Wendy's emphasized that no company-operated restaurants appear to be impacted, and explained that the franchise locations were likely affected as a result of attackers stealing credentials from third-party service providers who help maintain and support franchisees' POS systems.
Adam Levin, chairman and founder of identity theft firm IDT911, was critical of Wendy's statement. “Wendy's is quick to deflect blame and point the finger at franchisees and third-party service providers, and continues to make excuses by claiming the malware used by attackers is ‘highly sophisticated' and ‘extremely difficult to detect,'” said Levin in a statement provided to SCMagazine.com. “By downplaying the severity of the breach, Wendy's runs the risk of further compromising its reputation and has put tens of thousands of consumers in jeopardy.”

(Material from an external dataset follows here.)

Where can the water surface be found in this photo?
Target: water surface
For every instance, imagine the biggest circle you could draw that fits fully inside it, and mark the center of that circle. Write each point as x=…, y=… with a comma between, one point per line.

Jonathan Cran, vice president of operations at cybersecurity crowdsourcing service Bugcrowd, added in his own statement to SCMagazine.com, “It's surprising we don't see more follow-on breach announcements like this. Once an attacker is in and laterally moving throughout the network, it can be very difficult to fully contain and remove their access. Attackers are going after sources of magnetic stripe credit card data as consumers move to EMV "chip" cards. While EMV was not designed to prevent malware (ram scraper) attacks, in practicality, these cards would probably have protected consumers in this case."